Usage
Tools
The Bugsee MCP server exports three read-only tools.
list_applications
List all applications accessible to the current user. Takes no parameters. Returns an array where each entry has:
| Field | Description |
|---|---|
id | Internal application ID |
key | Application key used in issue keys (e.g., MYAPP in MYAPP-123) |
name | Display name |
description | Free-form description (may be empty) |
type | ios, android, or web |
subtype | Wrapper / framework if any (e.g., react_native, flutter, unity) |
Use this tool first when the agent doesn't yet know which application key to query.
list_issues
List issues for a given application. Returns a paginated response (50 issues per page).
Parameters:
| Parameter | Type | Required | Description |
|---|---|---|---|
application_id_or_key | string | Yes | The application ID or key (e.g., "MYAPP") |
type | string | No | Filter by issue type: "bug", "error", or "crash" |
status | string | No | Filter by issue status: "open" or "closed" |
version | string | No | Filter by application version (e.g., "1.2.3") |
reporter_email | string | No | Filter by reporter email address |
sort | string | No | Sort order. One of: "date_desc" (default), "date_asc", "events_desc", "events_asc", "users_desc", "users_asc" |
cursor | string | No | Pagination cursor from a previous response to fetch the next page |
Response fields:
issues— array of issues, each containingid,key,type,status,severity,summary,created_on,updated_on; plusevents_countandusers_countfor crashes/errors, ordescriptionfor bugstotal— total number of matching issuesnextCursor— present if more pages exist; pass it ascursorto fetch the next page
get_issue
Get a single issue by its key (e.g., "MYAPP-123"). Returns a plain-text report with markdown sections covering timing, environment, summary, exception details, and optionally per-thread stacks and logs.
Parameters:
| Parameter | Type | Required | Description |
|---|---|---|---|
issue_key | string | Yes | The issue key in "APPKEY-NUMBER" format (e.g., "MYAPP-123").
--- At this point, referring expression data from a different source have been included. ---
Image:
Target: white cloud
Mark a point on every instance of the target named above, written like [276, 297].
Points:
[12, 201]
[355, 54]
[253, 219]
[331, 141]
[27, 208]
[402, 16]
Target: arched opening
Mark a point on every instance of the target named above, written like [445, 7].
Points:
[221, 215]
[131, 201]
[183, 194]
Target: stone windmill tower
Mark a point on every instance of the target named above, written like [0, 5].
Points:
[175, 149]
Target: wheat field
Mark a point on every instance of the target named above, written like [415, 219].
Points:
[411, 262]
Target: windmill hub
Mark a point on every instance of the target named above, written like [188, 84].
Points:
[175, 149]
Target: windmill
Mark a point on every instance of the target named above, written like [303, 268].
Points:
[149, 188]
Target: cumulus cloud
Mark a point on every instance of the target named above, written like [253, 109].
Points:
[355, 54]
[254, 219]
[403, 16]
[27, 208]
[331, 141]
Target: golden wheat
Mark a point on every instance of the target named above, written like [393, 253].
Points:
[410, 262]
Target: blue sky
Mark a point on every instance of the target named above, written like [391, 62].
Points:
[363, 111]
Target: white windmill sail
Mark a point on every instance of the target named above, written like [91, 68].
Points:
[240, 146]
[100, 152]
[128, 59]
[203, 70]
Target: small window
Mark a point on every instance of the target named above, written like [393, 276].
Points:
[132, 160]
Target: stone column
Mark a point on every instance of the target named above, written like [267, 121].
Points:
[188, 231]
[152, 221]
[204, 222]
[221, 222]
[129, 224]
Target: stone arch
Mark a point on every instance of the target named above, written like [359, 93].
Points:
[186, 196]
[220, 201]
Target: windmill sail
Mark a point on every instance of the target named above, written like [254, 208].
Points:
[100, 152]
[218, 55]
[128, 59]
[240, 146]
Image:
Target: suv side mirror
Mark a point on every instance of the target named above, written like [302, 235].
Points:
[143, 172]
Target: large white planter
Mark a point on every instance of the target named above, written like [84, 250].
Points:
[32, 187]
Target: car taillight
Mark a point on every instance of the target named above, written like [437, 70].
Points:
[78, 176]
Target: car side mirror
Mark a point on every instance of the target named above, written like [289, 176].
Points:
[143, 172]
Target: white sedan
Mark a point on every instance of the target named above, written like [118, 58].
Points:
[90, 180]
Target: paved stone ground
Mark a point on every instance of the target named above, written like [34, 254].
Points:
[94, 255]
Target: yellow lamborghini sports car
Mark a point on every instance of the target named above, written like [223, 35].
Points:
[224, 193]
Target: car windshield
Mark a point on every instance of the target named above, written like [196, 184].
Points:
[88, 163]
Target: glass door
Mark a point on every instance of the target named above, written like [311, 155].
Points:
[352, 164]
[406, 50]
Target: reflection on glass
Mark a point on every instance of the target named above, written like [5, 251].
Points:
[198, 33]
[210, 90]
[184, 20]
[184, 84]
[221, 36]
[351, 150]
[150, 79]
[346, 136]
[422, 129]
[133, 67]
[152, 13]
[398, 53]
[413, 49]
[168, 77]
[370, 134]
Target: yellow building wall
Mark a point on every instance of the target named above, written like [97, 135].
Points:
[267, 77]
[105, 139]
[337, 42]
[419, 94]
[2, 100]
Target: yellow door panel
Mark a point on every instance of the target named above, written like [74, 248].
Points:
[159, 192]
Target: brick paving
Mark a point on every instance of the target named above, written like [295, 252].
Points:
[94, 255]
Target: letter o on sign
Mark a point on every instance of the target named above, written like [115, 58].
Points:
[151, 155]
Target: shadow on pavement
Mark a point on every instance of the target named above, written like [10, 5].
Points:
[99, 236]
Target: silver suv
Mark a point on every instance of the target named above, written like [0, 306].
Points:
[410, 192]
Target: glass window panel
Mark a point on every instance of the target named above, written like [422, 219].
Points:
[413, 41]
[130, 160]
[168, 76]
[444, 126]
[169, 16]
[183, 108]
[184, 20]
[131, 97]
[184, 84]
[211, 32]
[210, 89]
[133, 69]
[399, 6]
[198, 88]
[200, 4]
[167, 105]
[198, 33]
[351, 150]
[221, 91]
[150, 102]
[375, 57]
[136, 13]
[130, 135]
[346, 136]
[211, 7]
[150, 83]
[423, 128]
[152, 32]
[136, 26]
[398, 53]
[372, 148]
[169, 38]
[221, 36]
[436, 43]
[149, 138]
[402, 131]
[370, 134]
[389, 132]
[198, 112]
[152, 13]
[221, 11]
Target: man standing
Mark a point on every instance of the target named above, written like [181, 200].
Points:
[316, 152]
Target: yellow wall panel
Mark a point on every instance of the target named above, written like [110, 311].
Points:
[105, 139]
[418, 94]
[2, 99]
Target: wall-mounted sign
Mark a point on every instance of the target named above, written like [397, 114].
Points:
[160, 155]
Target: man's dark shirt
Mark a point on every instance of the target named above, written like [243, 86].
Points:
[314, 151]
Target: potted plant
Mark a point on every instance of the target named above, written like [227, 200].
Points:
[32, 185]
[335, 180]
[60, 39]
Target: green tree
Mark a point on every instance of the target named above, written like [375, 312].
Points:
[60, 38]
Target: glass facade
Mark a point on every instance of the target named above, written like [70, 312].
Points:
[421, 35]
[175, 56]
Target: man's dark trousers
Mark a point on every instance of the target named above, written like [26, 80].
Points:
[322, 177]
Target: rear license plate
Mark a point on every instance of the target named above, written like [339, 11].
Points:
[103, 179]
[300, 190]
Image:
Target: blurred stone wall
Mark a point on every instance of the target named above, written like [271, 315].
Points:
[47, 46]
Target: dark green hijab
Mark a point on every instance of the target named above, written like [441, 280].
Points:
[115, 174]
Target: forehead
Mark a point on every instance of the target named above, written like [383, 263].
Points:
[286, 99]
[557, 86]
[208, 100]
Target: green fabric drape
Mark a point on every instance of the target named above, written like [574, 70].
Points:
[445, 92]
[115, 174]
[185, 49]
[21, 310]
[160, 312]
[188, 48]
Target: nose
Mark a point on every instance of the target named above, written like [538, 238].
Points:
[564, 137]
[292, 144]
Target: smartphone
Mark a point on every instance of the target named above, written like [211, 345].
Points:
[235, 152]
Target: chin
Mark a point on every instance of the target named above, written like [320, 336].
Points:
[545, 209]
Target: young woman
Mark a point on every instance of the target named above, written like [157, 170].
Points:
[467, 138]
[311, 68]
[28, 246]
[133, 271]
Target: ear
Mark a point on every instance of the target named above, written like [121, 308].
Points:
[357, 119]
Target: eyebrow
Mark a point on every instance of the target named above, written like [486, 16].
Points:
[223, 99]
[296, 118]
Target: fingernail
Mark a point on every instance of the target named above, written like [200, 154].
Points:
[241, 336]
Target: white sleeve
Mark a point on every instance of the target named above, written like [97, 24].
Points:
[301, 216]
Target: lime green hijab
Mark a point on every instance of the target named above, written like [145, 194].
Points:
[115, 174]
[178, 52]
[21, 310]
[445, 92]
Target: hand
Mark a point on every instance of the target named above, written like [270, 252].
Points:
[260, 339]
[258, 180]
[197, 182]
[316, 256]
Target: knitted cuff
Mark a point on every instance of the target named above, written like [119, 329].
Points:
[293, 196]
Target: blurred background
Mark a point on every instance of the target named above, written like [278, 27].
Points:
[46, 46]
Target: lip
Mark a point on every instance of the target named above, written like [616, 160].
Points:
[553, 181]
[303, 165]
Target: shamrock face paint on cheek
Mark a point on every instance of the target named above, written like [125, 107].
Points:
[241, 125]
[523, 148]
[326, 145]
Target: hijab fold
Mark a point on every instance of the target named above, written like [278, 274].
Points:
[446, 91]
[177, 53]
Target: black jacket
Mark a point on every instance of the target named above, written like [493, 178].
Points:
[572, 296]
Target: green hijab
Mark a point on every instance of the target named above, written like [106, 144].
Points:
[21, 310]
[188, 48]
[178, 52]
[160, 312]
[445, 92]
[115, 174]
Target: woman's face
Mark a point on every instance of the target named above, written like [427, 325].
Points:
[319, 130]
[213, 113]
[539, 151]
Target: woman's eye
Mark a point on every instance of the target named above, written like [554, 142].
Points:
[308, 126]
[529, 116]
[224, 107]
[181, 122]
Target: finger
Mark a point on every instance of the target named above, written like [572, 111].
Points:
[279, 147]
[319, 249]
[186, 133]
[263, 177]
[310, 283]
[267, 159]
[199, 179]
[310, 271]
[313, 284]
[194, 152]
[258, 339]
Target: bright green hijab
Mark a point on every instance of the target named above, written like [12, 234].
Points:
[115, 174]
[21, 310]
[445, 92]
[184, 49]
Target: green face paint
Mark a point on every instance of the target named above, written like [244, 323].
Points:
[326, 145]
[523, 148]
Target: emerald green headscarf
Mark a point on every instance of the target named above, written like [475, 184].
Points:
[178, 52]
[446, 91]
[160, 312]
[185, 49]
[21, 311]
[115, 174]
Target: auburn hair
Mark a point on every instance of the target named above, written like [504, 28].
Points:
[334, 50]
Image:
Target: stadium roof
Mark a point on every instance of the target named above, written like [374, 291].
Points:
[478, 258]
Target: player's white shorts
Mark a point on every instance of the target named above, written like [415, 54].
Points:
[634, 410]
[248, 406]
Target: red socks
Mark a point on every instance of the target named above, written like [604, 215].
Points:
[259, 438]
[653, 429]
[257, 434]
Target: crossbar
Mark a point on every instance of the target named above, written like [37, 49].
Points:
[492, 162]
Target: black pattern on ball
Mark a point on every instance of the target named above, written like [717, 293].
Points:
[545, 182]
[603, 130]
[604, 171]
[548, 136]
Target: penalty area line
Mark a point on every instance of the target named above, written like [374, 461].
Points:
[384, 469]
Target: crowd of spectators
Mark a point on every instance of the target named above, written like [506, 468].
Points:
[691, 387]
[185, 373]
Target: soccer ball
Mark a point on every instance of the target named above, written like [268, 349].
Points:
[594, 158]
Use list_issues first to discover available keys. |
include_all_threads | boolean | No | When true, include stack traces for all threads in the crash dump, not just the crashed/target thread. Useful for diagnosing deadlocks, thread-related crashes, or cases where the crashed thread alone does not explain the failure. Native iOS/Android dumps may contain dozens of threads, so response size grows accordingly. No effect on bug-type issues. Default: false. |
include_logs | object | No | Log filter configuration. If omitted, logs are not included. See below. |
Log filter options (include_logs):
| Parameter | Type | Description |
|---|---|---|
entries | string | Required. Which log entries to include: "all", "errors", or "range". |
max_log_entries | number | Maximum number of log entries to return. For "all", keeps the last N entries (closest to crash). For "errors" and "range", keeps the first N. Recommended: start with 50–100 for initial triage. |
deduplicate_errors | boolean | When true and entries="errors", groups identical error messages and returns a count summary. |
errors_surrounding | object | Context around error entries (only with entries="errors"). Fields: entries_before, entries_after (number of entries), time_before, time_after (milliseconds). |
range | object | Range specification (only with entries="range"). Fields: from_index, to_index (entry positions), from_time, to_time (timestamps in ms). |
- Call
get_issuewithoutinclude_logsto inspect the issue first. - If logs are needed, use
entries="errors"withdeduplicate_errors=trueormax_log_entriesto limit output. - Use
entries="all"only when you specifically need the full session log.
Response sections:
- Issue timing — start/end timestamps
- Environment — device, OS, app version (YAML format)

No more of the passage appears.